Il caso Cosby si inguaia: spuntano nuove rivelazioni choc

20 luglio 2015, intelligo
Il caso Cosby si inguaia: spuntano nuove rivelazioni choc
Si complica la situazione di Bill Cosby, l’attore americano che pochi giorni fa ha ammesso di aver violentato alcune ragazze dopo averle sedate. Confessione che risalirebbe al 2005. 

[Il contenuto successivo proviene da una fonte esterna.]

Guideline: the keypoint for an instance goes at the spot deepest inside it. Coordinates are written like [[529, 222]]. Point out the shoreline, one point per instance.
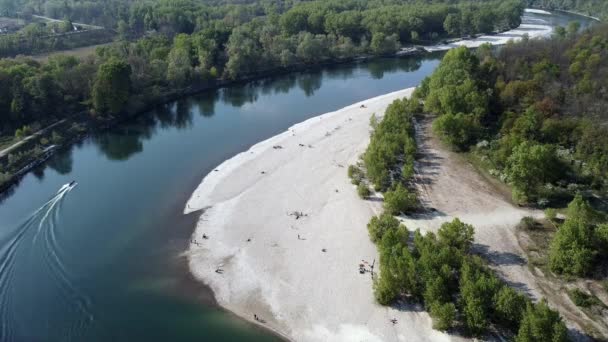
[[251, 237], [170, 96]]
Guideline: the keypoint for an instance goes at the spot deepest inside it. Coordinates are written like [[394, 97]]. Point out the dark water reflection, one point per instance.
[[103, 261]]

Il quadro accusatorio a carico dell’attore si complica perché Il New York Times ha pubblicato la deposizione giurata al centro del dibattito attorno al caso.

L'interrogatorio di Cosby si era svolto a Philadelphia in un hotel, durante il quale l’attore avrebbe spiegato il “metodo” usato con alcune  ragazze. Il protagonista dei Robinson ha rappresentato negli Stati Uniti per anni l'immagine perfetta del papà di famiglia, una vera e propria star che aveva ricevuto addiritttura la Medal of Freedom da Barack Obama. Ma alla luce delle rivelazioni e delle confessioni dello stesso attore oggi la sua immagine pubblica rischia di finire fortemente compromessa. 

Un clima incandescente e sulla vicenda ora si aggiungono altri tasselli dopo la pubblicazione del quotidiano americano. Il caso che ha destato più scalpore è quello di Andrea Costand che all'epoca dei fatti aveva solo 19 anni. La ragazza aveva incontrato l’attore alla Temple University e sognava di lavorare come modella o in tv.

Secondo quanto riportato dal New York Times dopo alcuni appuntamenti, Cosby avrebbe somministrato alla donna due dosi di un farmaco e lei lo aveva “soddisfatto sul divano con una lozione”. Non si trattava di un rapporto completo, ha spiegato l’attore perché “quando le donne lo fanno si innamorano”. Successivamente la ragazza aveva raccontato tutto alla madre che aveva subito contattato l'attore che prontamente aveva risposto: “Racconta a tua madre dell’orgasmo” per affermare che la ragazza era consenziente. Poi per evitare lo scandalo l’attore avrebbe contribuito alle spese per gli studi universitari dell’allora diciannovenne ma la causa era proseguita fino ad un accordo extragiudiziale.